Threat actors are targeting a critical and high severity vulnerability in Roundcube Webmail, which is widely used in government and higher education, according to security researchers.
The Cybersecurity and Infrastructure Security Agency on Friday added the vulnerabilities, tracked as CVE-2025-49113 and CVE-2025-68461, to its Known Exploited Vulnerabilities catalog.
The more severe flaw, CVE-2025-49113, is linked to a deserialization vulnerability in Roundcube Webmail that has remained hidden for about 10 years, according to researchers. The flaw had a severity score of 9.9.

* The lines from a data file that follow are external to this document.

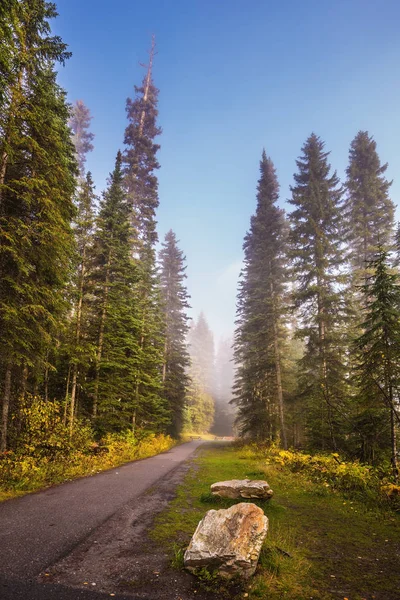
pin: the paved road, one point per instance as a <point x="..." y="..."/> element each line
<point x="38" y="529"/>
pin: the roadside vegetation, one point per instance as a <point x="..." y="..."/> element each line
<point x="333" y="527"/>
<point x="47" y="455"/>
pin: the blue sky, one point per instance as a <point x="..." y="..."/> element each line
<point x="234" y="77"/>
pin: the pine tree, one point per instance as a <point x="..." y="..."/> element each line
<point x="80" y="347"/>
<point x="115" y="325"/>
<point x="36" y="189"/>
<point x="369" y="210"/>
<point x="317" y="256"/>
<point x="259" y="328"/>
<point x="200" y="401"/>
<point x="224" y="411"/>
<point x="140" y="161"/>
<point x="175" y="304"/>
<point x="82" y="138"/>
<point x="378" y="368"/>
<point x="202" y="354"/>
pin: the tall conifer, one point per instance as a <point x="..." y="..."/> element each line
<point x="175" y="304"/>
<point x="82" y="137"/>
<point x="115" y="325"/>
<point x="259" y="328"/>
<point x="378" y="362"/>
<point x="370" y="211"/>
<point x="316" y="252"/>
<point x="36" y="188"/>
<point x="140" y="166"/>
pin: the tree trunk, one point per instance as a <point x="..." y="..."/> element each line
<point x="77" y="339"/>
<point x="278" y="369"/>
<point x="6" y="407"/>
<point x="66" y="397"/>
<point x="24" y="382"/>
<point x="101" y="339"/>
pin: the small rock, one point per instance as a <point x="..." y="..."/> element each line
<point x="228" y="540"/>
<point x="242" y="488"/>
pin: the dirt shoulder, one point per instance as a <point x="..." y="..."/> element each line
<point x="121" y="558"/>
<point x="320" y="546"/>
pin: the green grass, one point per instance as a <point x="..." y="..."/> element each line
<point x="25" y="474"/>
<point x="320" y="545"/>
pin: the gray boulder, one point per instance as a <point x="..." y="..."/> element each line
<point x="242" y="488"/>
<point x="228" y="540"/>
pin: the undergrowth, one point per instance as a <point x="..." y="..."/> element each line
<point x="46" y="453"/>
<point x="352" y="479"/>
<point x="327" y="539"/>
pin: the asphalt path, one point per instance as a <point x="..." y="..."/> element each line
<point x="38" y="529"/>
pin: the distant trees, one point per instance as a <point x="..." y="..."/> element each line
<point x="335" y="294"/>
<point x="377" y="414"/>
<point x="199" y="415"/>
<point x="82" y="138"/>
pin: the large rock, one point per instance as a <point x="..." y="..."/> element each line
<point x="242" y="488"/>
<point x="228" y="540"/>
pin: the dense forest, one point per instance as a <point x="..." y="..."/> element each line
<point x="317" y="343"/>
<point x="94" y="310"/>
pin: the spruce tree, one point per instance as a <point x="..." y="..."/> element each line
<point x="369" y="210"/>
<point x="36" y="189"/>
<point x="200" y="401"/>
<point x="202" y="354"/>
<point x="317" y="256"/>
<point x="174" y="304"/>
<point x="80" y="348"/>
<point x="81" y="136"/>
<point x="378" y="366"/>
<point x="224" y="368"/>
<point x="140" y="166"/>
<point x="259" y="327"/>
<point x="115" y="325"/>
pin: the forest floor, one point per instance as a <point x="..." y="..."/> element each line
<point x="320" y="545"/>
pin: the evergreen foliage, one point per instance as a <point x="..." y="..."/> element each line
<point x="369" y="210"/>
<point x="378" y="364"/>
<point x="259" y="326"/>
<point x="82" y="138"/>
<point x="37" y="184"/>
<point x="317" y="258"/>
<point x="115" y="323"/>
<point x="140" y="165"/>
<point x="200" y="400"/>
<point x="175" y="304"/>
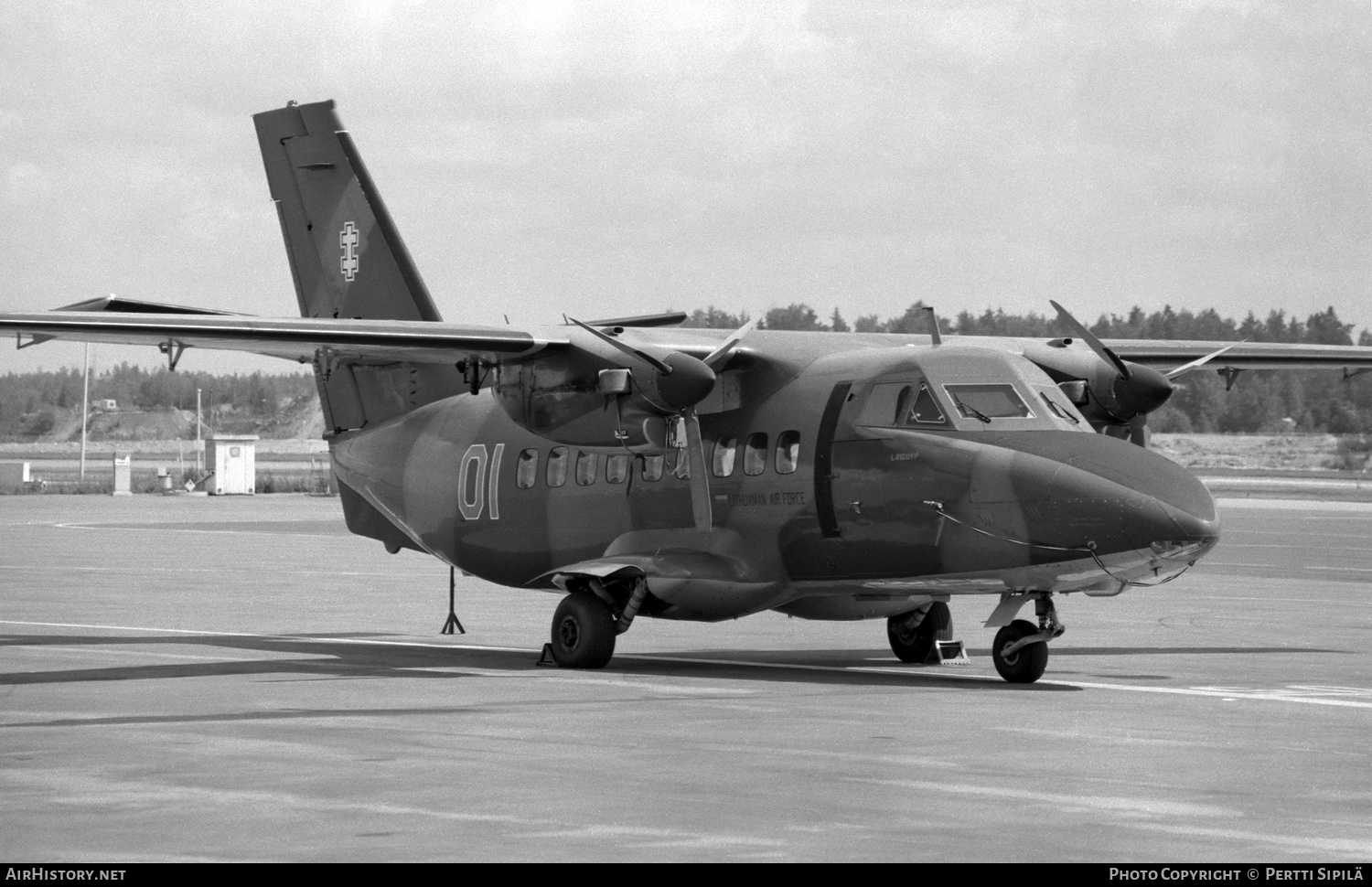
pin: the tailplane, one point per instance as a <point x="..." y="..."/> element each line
<point x="346" y="255"/>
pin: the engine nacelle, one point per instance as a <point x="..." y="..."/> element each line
<point x="592" y="395"/>
<point x="1111" y="400"/>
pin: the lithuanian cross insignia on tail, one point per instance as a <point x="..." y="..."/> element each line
<point x="348" y="240"/>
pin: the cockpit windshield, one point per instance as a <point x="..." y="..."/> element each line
<point x="902" y="405"/>
<point x="968" y="390"/>
<point x="987" y="402"/>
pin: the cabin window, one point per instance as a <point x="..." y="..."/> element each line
<point x="788" y="453"/>
<point x="526" y="470"/>
<point x="724" y="453"/>
<point x="755" y="454"/>
<point x="987" y="402"/>
<point x="586" y="466"/>
<point x="556" y="475"/>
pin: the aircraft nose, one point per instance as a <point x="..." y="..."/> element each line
<point x="1078" y="489"/>
<point x="1163" y="508"/>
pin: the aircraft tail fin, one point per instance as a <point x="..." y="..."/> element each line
<point x="346" y="255"/>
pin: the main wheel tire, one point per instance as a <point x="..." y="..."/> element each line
<point x="584" y="632"/>
<point x="916" y="645"/>
<point x="1026" y="664"/>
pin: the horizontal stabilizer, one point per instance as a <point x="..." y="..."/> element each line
<point x="136" y="306"/>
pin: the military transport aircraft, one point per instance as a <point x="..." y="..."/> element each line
<point x="702" y="475"/>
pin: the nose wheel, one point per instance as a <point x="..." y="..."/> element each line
<point x="1020" y="650"/>
<point x="584" y="632"/>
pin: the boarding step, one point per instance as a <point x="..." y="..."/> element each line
<point x="949" y="653"/>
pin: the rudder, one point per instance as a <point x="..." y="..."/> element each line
<point x="346" y="255"/>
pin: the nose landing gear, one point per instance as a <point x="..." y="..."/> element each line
<point x="1020" y="650"/>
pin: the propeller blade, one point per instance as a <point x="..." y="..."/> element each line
<point x="719" y="356"/>
<point x="1198" y="362"/>
<point x="700" y="503"/>
<point x="1105" y="354"/>
<point x="1139" y="431"/>
<point x="630" y="350"/>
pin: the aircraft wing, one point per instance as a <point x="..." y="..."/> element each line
<point x="1245" y="356"/>
<point x="294" y="339"/>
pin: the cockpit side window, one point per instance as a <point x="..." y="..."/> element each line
<point x="902" y="405"/>
<point x="925" y="411"/>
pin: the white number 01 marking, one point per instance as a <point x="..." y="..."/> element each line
<point x="474" y="483"/>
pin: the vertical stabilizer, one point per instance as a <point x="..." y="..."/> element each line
<point x="346" y="255"/>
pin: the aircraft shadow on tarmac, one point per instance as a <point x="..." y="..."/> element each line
<point x="357" y="659"/>
<point x="350" y="657"/>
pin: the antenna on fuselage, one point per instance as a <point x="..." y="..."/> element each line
<point x="933" y="326"/>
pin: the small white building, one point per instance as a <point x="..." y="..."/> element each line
<point x="233" y="461"/>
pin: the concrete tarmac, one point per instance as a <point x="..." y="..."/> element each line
<point x="241" y="679"/>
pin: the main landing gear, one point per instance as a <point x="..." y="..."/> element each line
<point x="1020" y="650"/>
<point x="586" y="623"/>
<point x="913" y="635"/>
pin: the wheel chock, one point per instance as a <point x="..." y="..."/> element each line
<point x="951" y="653"/>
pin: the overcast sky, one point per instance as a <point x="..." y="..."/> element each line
<point x="620" y="158"/>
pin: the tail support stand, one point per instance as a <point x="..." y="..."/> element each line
<point x="453" y="623"/>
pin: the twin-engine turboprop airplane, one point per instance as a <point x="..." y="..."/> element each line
<point x="700" y="475"/>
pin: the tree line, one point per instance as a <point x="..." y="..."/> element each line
<point x="1311" y="401"/>
<point x="33" y="403"/>
<point x="1259" y="402"/>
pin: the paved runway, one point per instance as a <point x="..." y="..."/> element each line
<point x="239" y="679"/>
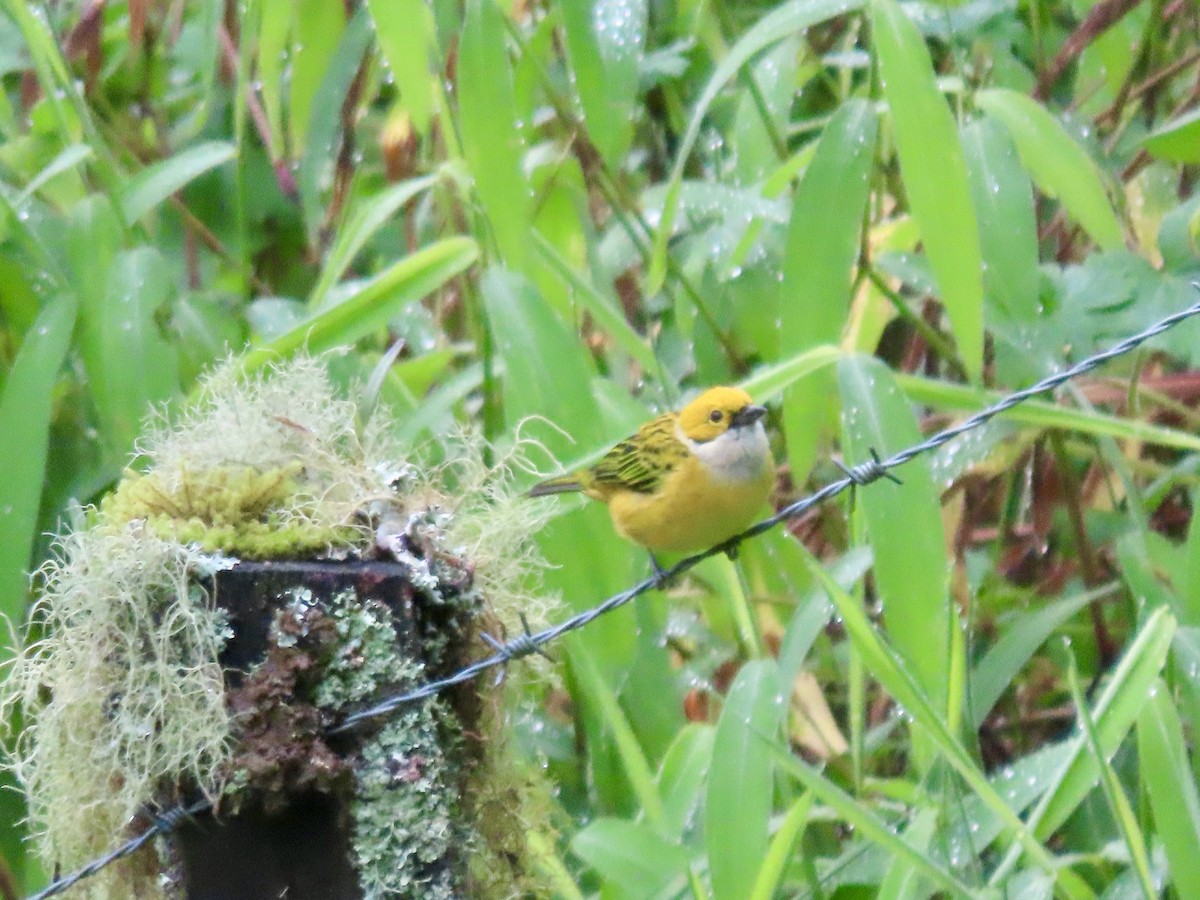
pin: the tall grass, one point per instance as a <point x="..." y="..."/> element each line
<point x="979" y="682"/>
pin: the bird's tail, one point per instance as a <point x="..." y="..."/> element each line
<point x="563" y="484"/>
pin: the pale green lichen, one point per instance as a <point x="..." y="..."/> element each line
<point x="405" y="828"/>
<point x="123" y="699"/>
<point x="123" y="693"/>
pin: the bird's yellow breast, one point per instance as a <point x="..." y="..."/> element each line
<point x="691" y="510"/>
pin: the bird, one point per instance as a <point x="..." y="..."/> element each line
<point x="684" y="481"/>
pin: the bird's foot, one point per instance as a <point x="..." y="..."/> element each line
<point x="663" y="579"/>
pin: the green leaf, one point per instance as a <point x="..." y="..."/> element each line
<point x="274" y="28"/>
<point x="605" y="40"/>
<point x="373" y="304"/>
<point x="630" y="856"/>
<point x="27" y="407"/>
<point x="407" y="39"/>
<point x="553" y="382"/>
<point x="595" y="691"/>
<point x="995" y="672"/>
<point x="904" y="523"/>
<point x="491" y="137"/>
<point x="1044" y="414"/>
<point x="364" y="222"/>
<point x="819" y="258"/>
<point x="138" y="367"/>
<point x="768" y="382"/>
<point x="1176" y="141"/>
<point x="599" y="307"/>
<point x="65" y="161"/>
<point x="156" y="183"/>
<point x="899" y="679"/>
<point x="935" y="174"/>
<point x="781" y="849"/>
<point x="318" y="29"/>
<point x="1174" y="798"/>
<point x="1114" y="713"/>
<point x="1060" y="166"/>
<point x="772" y="28"/>
<point x="1119" y="803"/>
<point x="737" y="811"/>
<point x="1003" y="204"/>
<point x="870" y="826"/>
<point x="682" y="777"/>
<point x="323" y="127"/>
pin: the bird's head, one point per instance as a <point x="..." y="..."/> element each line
<point x="717" y="411"/>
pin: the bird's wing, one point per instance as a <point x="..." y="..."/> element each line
<point x="642" y="461"/>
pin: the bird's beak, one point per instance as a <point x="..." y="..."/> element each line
<point x="748" y="415"/>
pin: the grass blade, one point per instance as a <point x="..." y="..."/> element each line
<point x="935" y="174"/>
<point x="156" y="183"/>
<point x="737" y="811"/>
<point x="25" y="409"/>
<point x="904" y="523"/>
<point x="771" y="29"/>
<point x="370" y="307"/>
<point x="822" y="246"/>
<point x="1060" y="166"/>
<point x="1171" y="786"/>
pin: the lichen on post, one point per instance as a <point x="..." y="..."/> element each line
<point x="273" y="564"/>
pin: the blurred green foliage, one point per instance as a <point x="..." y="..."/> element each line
<point x="874" y="213"/>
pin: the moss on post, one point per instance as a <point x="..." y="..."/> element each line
<point x="274" y="565"/>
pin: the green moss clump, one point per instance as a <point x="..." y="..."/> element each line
<point x="235" y="510"/>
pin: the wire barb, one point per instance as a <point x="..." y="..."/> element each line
<point x="528" y="642"/>
<point x="864" y="473"/>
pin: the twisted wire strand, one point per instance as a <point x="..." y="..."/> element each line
<point x="167" y="821"/>
<point x="527" y="642"/>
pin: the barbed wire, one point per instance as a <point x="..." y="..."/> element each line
<point x="529" y="642"/>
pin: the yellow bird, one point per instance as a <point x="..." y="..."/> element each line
<point x="687" y="480"/>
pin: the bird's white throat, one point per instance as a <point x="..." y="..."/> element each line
<point x="736" y="455"/>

“Roundcube is not new to this game,” Ryan Dewhurst, head of proactive threat intelligence at watchTowr, told Cybersecurity Dive. “It has been repeatedly targeted in real world exploitation campaigns for a simple reason. It’s widely used and webmail services are a goldmine.”
The flaw was disclosed in June 2025, and Shadowserver at the time reported about 84,000 instances were vulnerable. Researchers also noted that Roundcube flaws were frequently the target of attacks by state-linked hackers.
The second vulnerability, CVE-2025-68461, is related to a cross-site-scripting vulnerability. It was patched in December.
Roundcube, in a December advisory, urged users to update to fixed versions.